MANILA, Philippines - Chief Justice Renato Corona’s refusal to summon bank managers to testify in his impeachment trial is very telling since there will be no one to support his claims on his dollar accounts, a member of the House prosecution panel said Monday.
Bayan Muna party-list Rep. Neri Colmenares said Corona’s refusal to summon bank managers to his trial will mean that his defense will rely only on his testimony and possible other evidence to explain his dollar accounts.
“If they had summoned the banks, the question would be simple: did Ombudsman [Conchita Carpio Morales] give correct information? If the banks say Corona has no accounts, then the Ombudsman’s testimony will be put under question. The problem is Corona did not summon the banks. We are surprised by that. Anything he says will be just his word,” Colmenares told ABS-CBN’s “Umagang Kay Ganda.”
“He will not have documents and he will not have the banks to back up his claims. It will be his word against the official records of the Ombudsman. Mahirap mapaniwala,” he added.
The Ombudsman earlier revealed that Corona had 82 accounts containing at least $10 million in “transactional balances” from 2003 to 2011. She said the information came from the Anti-Money Laundering Council based on reports from at least 5 local banks.
Corona lawyer Karen Jimeno said the defense team decided against calling both the branch managers and AMLC personnel to the impeachment trial since they would be accused of delaying the trial.
She said the senator-judges are eagerly awaiting Corona’s testimony.
“We did consider the bank managers and those who prepared the AMLC report. In this case, parang inip na inip na ang senator-judges na si CJ na lamang ang gusto nilang marinig. Naisip namin kapag nagpatawag pa kami ng bagong testigo, tatawagin na namang delaying tactics ng defense. So we decided to just put the Chief Justice on the stand and then decide if we need additional witnesses,” she said.
“Ideally, he really is the last witness. We believe he can answer all the issues including the AMLC report without calling the banks,” she added.
Jimeno refused to say what type of evidence Corona will present in the trial to prove his innocence.
She said, however, that the defense team is convinced that the Chief Justice does not have 82 accounts.
‘Corona cannot keep silent’
In the interview, Colmenares said the Ombudsman’s testimony was a “bonus” since the prosecution had already established that the Chief Justice had been less than truthful in his statement of assets, liabilities and net worth (SALNs).
He said the prosecution has shown proof that Corona did not declare a P31 million peso account in Philippine Savings Bank as well as several multimillion-peso real estate properties in his SALNs.

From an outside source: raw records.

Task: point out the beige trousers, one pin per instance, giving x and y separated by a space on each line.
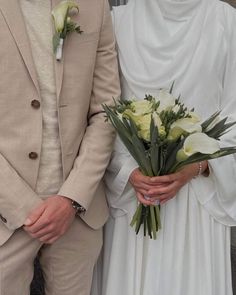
67 264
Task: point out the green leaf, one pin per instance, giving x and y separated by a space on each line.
153 220
154 148
55 41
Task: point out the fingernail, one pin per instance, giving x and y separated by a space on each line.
27 222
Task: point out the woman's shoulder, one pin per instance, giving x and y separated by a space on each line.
227 15
117 12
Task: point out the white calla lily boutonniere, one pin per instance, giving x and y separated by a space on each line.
63 25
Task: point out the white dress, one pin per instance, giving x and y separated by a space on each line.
191 255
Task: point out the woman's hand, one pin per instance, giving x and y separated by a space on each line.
162 188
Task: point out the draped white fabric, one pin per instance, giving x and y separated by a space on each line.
192 43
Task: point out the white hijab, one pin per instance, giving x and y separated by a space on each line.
157 39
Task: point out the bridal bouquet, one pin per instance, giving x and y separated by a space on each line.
163 135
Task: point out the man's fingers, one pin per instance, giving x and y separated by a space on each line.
142 199
34 215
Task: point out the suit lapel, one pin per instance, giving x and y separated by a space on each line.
58 64
12 13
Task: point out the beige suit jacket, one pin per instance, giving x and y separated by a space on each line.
85 78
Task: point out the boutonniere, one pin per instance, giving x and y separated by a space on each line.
63 25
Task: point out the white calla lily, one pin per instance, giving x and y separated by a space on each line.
195 117
141 107
183 126
213 123
197 143
158 124
59 13
176 108
167 101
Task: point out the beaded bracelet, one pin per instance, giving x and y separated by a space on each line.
199 169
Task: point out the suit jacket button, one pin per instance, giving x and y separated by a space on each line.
33 155
35 104
3 219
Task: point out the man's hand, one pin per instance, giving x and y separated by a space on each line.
149 190
50 220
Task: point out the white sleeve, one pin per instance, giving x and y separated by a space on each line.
117 174
217 193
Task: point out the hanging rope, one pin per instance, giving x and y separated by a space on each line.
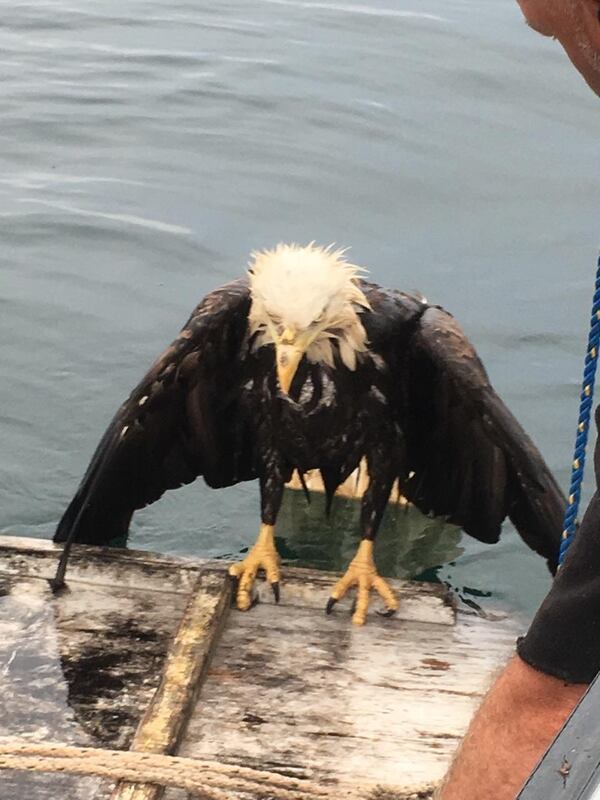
583 425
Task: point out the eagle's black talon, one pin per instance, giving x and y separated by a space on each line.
330 604
57 587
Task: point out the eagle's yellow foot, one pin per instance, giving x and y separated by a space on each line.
363 572
263 554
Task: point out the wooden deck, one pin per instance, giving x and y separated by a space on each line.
143 651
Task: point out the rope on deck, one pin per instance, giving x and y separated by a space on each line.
209 780
583 424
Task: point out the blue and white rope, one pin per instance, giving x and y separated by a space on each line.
583 425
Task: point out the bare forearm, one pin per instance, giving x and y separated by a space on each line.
516 722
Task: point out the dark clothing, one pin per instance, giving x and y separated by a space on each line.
564 637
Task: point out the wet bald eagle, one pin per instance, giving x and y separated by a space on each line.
304 364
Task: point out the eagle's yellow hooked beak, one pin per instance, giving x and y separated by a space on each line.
288 354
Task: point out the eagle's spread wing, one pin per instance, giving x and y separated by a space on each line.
468 457
179 422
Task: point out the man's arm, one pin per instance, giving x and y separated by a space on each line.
512 729
575 24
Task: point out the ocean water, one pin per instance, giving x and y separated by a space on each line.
147 147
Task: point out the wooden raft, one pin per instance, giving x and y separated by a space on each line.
143 652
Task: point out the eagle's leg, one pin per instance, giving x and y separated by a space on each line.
362 571
264 554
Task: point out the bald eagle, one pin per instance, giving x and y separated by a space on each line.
304 364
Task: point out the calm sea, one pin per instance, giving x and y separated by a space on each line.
147 147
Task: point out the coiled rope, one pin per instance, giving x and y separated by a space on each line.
208 780
583 425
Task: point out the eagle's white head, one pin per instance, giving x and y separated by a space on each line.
305 300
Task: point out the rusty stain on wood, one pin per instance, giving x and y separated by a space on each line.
165 719
287 691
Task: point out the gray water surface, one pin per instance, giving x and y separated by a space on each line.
146 148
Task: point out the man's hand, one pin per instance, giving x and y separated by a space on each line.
576 25
514 726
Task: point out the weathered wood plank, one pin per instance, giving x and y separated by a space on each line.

He noted that even Senate President and Presiding Officer Juan Ponce Enrile had already pointed out that Corona cannot say he need not declare his condominium units just because he has issues with the developer.
“The condominiums that he owns, which he did not declare, are strong. Just because he had a problem with the doorknob, the roof or the color of the unit does not mean you won’t declare it. Otherwise, all public officials in the country can just explain their unexplained wealth by saying he has a problem with the developer,” he said.
Political analyst Clarita Carlos, meanwhile, said the only hope for Corona to convince the public and the senator-judges of his innocence is to come clean and not hide behind his right against self-incrimination.
“He cannot hide by keeping silent. Sa ordinary public, if you say that, you will be judged. We are not stupid people also. Invoking the right (against self-incrimination) is ill-advised. He will earn points. We are a very forgiving public. Kung manghihingi siya ng dispensa and admit that he made errors in judgment and maybe I suspect, he might resign. Unahan na niya yung vote. Yun ang damdam ko,” she said.
Carlos said resignation would be the honorable thing to do under the circumstances unless Corona decides to wait for the final vote. She also noted that the Senate verdict will have an impact on senators running for re-election in 2013.
Jimeno, meanwhile, said resignation is a personal decision that has not been raised by the Chief Justice.
“Hindi siya nababanggit. It’s a personal decision and he has not told anything to that effect, that he will do that. Sa palagay ko, in all of the hardship he has faced, he would have considered it already,” she said.
She added: “If he invokes his right against self incrimination, it is something that we don’t want to preempt. We hope that he will balance the exercise of his rights with the things he has said, that he will answer all the issues.”